WHEN A COURT DECIDES AN ACTION BROUGHT AS A SPECIAL PROCEEDING SHOULD HAVE BEEN BROUGHT AS A PLENARY ACTION, THE ACTION SHOULD NOT BE DISMISSED BECAUSE IT WAS BROUGHT IN THE WRONG FORM; THE PETITION SOULD BE DEEMED A COMPLAINT, NOT A MOTION FOR SUMMARY JUDGMENT (FIRST DEPT).
The First Department, reversing Supreme Court, determined the special proceeding should have been converted to a plenary action, not dismissed. Once converted the petition is deemed a complaint, not a motion for summary judgment:
Supreme Court should have converted the special proceeding into a plenary action rather than dismissing the petition, as CPLR 103(c) “prohibits dismissal of [a] proceeding solely on the ground that it was not brought in the proper form” … .

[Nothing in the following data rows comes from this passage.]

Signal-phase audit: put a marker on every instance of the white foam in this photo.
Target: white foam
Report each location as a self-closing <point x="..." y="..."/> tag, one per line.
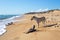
<point x="2" y="31"/>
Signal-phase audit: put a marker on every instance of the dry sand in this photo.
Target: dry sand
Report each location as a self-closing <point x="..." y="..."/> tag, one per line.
<point x="17" y="30"/>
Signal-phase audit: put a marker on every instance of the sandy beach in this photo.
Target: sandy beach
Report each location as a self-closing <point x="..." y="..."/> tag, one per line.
<point x="17" y="31"/>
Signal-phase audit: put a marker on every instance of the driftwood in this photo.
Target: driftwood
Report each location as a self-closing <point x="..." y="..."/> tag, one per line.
<point x="38" y="20"/>
<point x="9" y="23"/>
<point x="31" y="29"/>
<point x="50" y="25"/>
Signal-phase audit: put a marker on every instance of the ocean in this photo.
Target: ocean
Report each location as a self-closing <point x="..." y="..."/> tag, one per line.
<point x="4" y="20"/>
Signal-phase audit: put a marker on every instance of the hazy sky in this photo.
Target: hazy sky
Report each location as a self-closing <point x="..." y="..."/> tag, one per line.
<point x="23" y="6"/>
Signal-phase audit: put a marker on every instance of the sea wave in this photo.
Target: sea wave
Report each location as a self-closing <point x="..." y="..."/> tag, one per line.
<point x="5" y="22"/>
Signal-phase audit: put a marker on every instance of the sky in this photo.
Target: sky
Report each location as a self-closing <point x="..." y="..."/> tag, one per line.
<point x="17" y="7"/>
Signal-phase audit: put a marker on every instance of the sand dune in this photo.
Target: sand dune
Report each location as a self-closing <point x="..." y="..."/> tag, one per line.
<point x="17" y="30"/>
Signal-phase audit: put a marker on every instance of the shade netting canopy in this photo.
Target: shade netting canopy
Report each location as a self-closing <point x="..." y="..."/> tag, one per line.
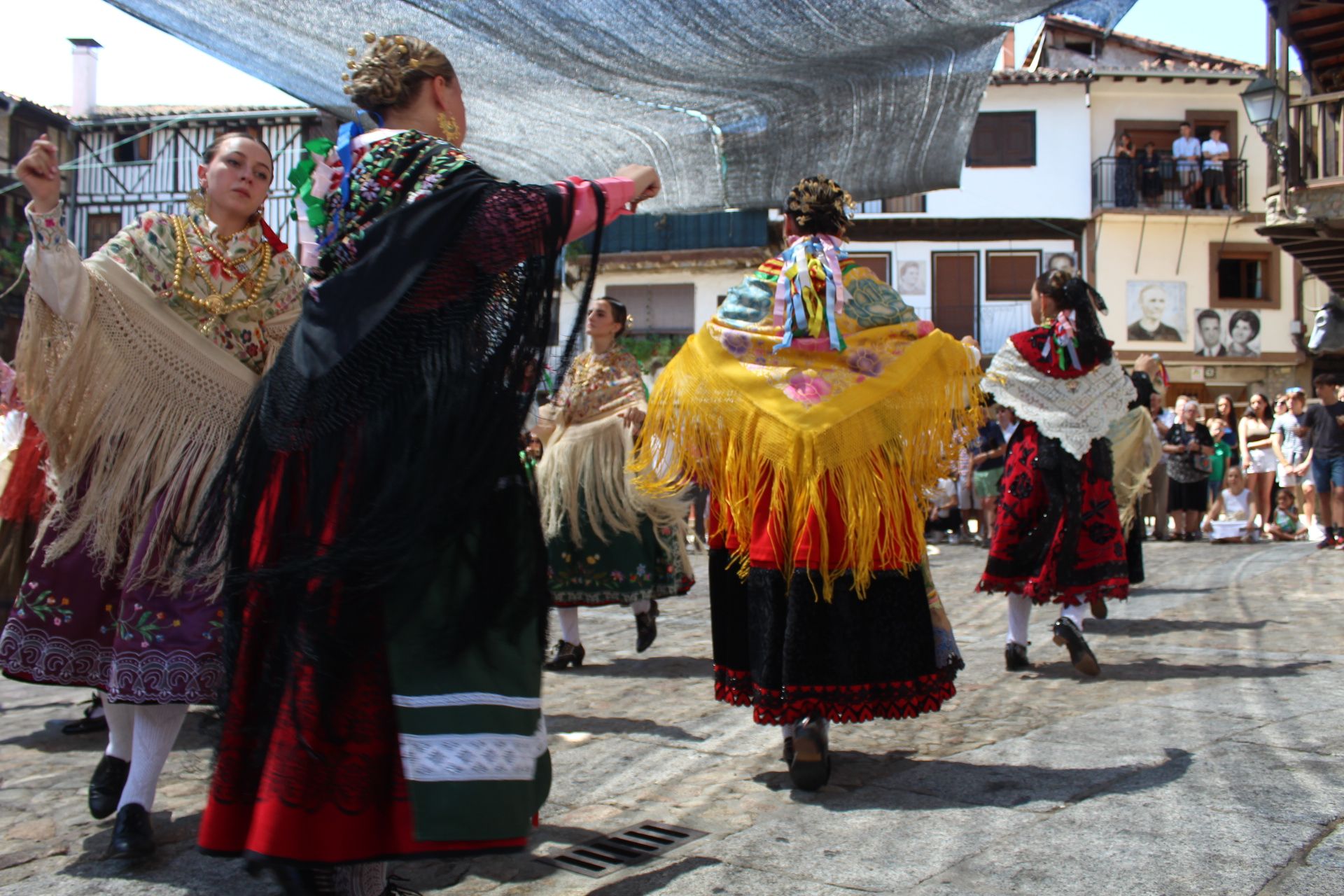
<point x="732" y="99"/>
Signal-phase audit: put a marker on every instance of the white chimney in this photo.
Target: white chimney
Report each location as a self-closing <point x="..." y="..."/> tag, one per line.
<point x="86" y="76"/>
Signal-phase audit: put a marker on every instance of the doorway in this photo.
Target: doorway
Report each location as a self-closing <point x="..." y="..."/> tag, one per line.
<point x="956" y="286"/>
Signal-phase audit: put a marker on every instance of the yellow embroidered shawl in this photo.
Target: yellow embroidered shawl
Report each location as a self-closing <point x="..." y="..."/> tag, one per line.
<point x="873" y="426"/>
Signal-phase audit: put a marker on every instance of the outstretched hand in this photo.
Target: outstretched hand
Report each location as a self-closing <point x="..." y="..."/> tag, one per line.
<point x="647" y="183"/>
<point x="41" y="175"/>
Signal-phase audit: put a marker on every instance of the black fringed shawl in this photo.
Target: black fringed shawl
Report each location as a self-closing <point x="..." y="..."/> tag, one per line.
<point x="382" y="433"/>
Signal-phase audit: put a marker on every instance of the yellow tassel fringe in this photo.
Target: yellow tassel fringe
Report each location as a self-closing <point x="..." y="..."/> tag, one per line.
<point x="879" y="445"/>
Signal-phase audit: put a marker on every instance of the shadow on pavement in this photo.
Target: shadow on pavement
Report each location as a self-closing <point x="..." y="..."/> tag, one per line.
<point x="956" y="785"/>
<point x="1142" y="628"/>
<point x="650" y="668"/>
<point x="613" y="726"/>
<point x="1155" y="669"/>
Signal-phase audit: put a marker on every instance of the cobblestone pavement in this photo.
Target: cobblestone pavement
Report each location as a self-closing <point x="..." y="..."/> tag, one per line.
<point x="1206" y="760"/>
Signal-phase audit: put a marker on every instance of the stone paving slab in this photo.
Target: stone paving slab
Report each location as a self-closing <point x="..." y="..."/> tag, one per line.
<point x="1206" y="760"/>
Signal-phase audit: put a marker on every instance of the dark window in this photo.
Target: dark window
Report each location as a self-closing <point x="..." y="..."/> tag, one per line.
<point x="1008" y="276"/>
<point x="1003" y="140"/>
<point x="1242" y="276"/>
<point x="101" y="229"/>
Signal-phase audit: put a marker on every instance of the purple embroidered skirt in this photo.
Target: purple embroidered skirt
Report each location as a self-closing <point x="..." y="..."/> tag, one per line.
<point x="137" y="645"/>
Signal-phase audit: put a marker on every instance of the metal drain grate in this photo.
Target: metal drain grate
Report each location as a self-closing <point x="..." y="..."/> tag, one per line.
<point x="631" y="846"/>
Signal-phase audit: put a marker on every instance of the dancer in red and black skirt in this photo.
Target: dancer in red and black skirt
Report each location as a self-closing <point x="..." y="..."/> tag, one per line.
<point x="818" y="410"/>
<point x="1058" y="536"/>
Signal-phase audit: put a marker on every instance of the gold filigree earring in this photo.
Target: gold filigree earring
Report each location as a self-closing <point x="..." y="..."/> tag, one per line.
<point x="452" y="133"/>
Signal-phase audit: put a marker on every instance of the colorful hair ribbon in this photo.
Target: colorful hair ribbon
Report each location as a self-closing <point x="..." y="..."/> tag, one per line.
<point x="797" y="308"/>
<point x="1063" y="337"/>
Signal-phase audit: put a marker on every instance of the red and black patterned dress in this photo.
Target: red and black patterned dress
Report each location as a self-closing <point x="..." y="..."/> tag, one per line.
<point x="1058" y="536"/>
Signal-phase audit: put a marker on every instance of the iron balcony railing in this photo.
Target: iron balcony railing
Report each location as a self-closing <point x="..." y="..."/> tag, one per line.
<point x="1126" y="183"/>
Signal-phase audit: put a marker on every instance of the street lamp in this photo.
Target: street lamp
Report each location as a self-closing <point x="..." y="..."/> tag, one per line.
<point x="1264" y="102"/>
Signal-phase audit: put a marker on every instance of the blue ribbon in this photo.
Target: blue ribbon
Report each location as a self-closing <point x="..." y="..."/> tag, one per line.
<point x="796" y="317"/>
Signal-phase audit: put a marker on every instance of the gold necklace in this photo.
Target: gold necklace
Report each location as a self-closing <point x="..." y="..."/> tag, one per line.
<point x="216" y="305"/>
<point x="209" y="245"/>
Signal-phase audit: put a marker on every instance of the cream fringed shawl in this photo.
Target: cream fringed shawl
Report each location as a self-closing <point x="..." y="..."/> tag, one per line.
<point x="1135" y="451"/>
<point x="582" y="473"/>
<point x="137" y="409"/>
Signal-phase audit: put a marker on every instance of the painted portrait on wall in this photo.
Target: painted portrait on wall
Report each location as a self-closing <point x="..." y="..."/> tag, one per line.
<point x="1060" y="261"/>
<point x="1210" y="335"/>
<point x="1156" y="311"/>
<point x="911" y="280"/>
<point x="1243" y="333"/>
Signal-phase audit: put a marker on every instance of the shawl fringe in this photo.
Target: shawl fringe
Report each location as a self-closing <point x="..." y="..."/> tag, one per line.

… [W]e decline petitioner’s request to construe the petition and answer as summary judgment papers and to summarily adjudicate his remaining claims at this stage. When a special proceeding is converted into a plenary action in accordance with CPLR 103(c), the petition is deemed a complaint, not a motion for summary judgment … . Zanani v Scott Seidler Family Trust, 2023 NY Slip Op 00836, First Dept 2-14-23
Practice Point: Here the action should not have been dismissed solely because it was in the wrong form. The special proceeding should have been brought as a plenary action. The petition should be deemed a complaint, not a motion for summary judgment.